Anomaly detection techniques proposed by different researchers aim to find anomalies in a specific dataset, that usually consists of a single target variable such as the power consumption, edge weights in graph-based approaches, or number of alarms in behavior-based approaches. However, numerous features are used to aid the detection process using a model to help in taking the decision of flagging an instance as an anomaly. For example, these features can be external temperature variables, sensors or devices in the power grid, or the number of personnel in an insider attack. With a higher frequency of data being collected for better monitoring of the grid, for example with 30 to 60 observations per second in the case of PMUs, the scope of applying the models to high frequency data needs to be evaluated for the methods in the literature. Most data available publicly usually contain one minute frequencies, which many papers are based on. However, the performance of the method in terms of timing may affect the detection results when tested on high frequency data. It is also observed that the frequency of data does affect the detection of short duration anomalies like sudden increase or decrease in demands [202]. This means that there will be an increase in the frequency of the data for better detection capabilities. However, scalability is often less discussed in terms of the practicality of the detection model, especially with growing numbers of sensors and consumers in the power grid every day.

6.9 Distributed and edge computing

As the volume of sensors and devices in the power grid is increasing, the detection mechanisms are moving towards a distributed approach and have detection mechanisms run on-device. Classical machine learning-based methods are useful when choosing lightweight devices compared to deep learning-based methods [241]. However, they are not robust to noisy data and their performance may saturate for a large amount of data. This calls for simple methods that can be used for a single device while being able to handle streaming data without being susceptible to high errors.

Moreover, when we consider fog computing that involves fog nodes to collect and run the detection algorithm on the data from the underlying devices, it requires efficient algorithms that can handle such high dimensional data [232]. We also need to take the storage, computation and communication overhead into account when using a distributed architecture [31].

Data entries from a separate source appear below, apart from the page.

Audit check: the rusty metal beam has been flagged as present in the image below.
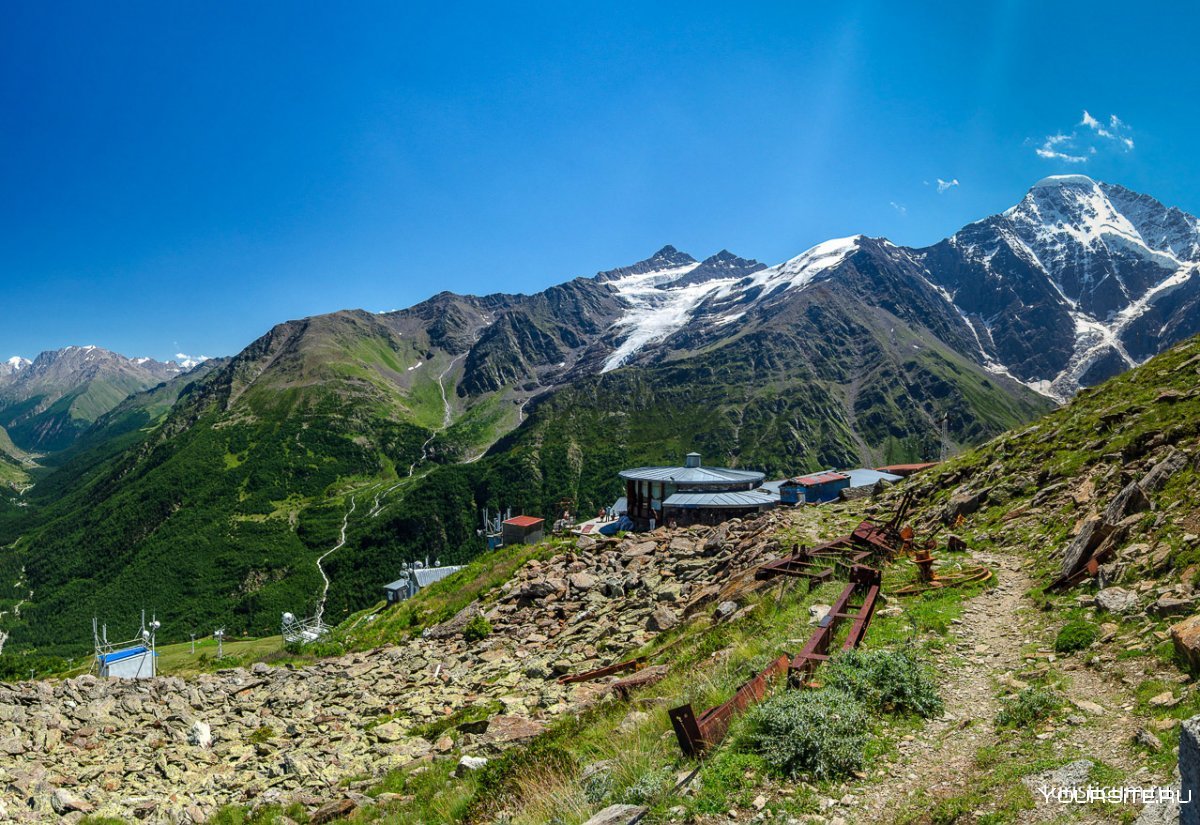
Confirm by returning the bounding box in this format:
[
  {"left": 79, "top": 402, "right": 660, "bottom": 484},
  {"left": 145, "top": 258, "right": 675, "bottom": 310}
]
[
  {"left": 788, "top": 565, "right": 883, "bottom": 684},
  {"left": 667, "top": 654, "right": 791, "bottom": 757},
  {"left": 558, "top": 656, "right": 646, "bottom": 685}
]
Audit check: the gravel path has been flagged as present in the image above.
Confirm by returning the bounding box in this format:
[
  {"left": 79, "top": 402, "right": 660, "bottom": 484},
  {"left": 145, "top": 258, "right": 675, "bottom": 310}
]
[{"left": 859, "top": 546, "right": 1147, "bottom": 823}]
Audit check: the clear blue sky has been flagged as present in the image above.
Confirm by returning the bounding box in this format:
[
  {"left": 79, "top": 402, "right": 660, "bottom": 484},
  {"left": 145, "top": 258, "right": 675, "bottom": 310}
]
[{"left": 0, "top": 1, "right": 1200, "bottom": 357}]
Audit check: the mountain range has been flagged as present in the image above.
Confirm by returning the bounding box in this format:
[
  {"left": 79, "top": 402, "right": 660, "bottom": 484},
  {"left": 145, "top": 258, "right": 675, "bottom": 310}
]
[{"left": 0, "top": 176, "right": 1200, "bottom": 648}]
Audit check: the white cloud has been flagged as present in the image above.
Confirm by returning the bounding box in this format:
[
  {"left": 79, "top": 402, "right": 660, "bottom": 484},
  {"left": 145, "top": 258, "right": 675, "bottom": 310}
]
[{"left": 1033, "top": 109, "right": 1134, "bottom": 163}]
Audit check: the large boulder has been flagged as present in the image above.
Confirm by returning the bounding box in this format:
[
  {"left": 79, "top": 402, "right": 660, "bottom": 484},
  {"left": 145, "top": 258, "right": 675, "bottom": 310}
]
[
  {"left": 1171, "top": 614, "right": 1200, "bottom": 671},
  {"left": 1062, "top": 516, "right": 1112, "bottom": 577},
  {"left": 1178, "top": 716, "right": 1200, "bottom": 825},
  {"left": 421, "top": 602, "right": 482, "bottom": 639},
  {"left": 942, "top": 490, "right": 988, "bottom": 524},
  {"left": 1096, "top": 588, "right": 1138, "bottom": 613},
  {"left": 646, "top": 607, "right": 679, "bottom": 632},
  {"left": 583, "top": 805, "right": 646, "bottom": 825}
]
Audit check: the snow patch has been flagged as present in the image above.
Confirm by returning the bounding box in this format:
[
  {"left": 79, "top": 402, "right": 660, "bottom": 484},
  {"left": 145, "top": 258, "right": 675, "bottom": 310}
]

6.10 Visualization techniques for large scale data

When monitoring the power grid at a large scale, for example, monitoring the demand requirements from multiple consumers in an area, it becomes easier when using visualization compared to listing the anomaly scores. Though [87, 189] propose visual analytics to better visualize anomalies, it is not observed to be proposed in any other research work. Selecting and constructing specific metrics and visualizations related to anomaly detection is also a problem of interest. Choosing a combination of visualizations and aggregate metrics that can crunch down the anomaly metrics which are calculated for multiple devices will aid the monitoring personnel in quick detection and localization of the anomalies.

7 Conclusion

In the past few years, the attack surface of the power grid has increased with the advent of internet-based devices. In this work, we saw that past attacks that took place on the power grid were caused by infecting the ICS system with malware that is propagated over the network. We also discussed how the availability of IoT devices from the consumers has made it easier for the attacker to alter the load of the power grid leading to severe damage. These attacks and any faults that occur in the power grid can be identified by using anomaly detection mechanisms. In this work, we provide a systematic review of anomaly detection systems in the power grid while categorizing the collected 190 papers into different codes for each theme. We present a detailed taxonomy of methods that are categorized based on the availability of labeled data into supervised, semi-supervised and unsupervised techniques. Lastly, we describe the current challenges for the detection mechanisms highlighting the existing gaps and limitations, to promote further research efforts addressing the mentioned issues.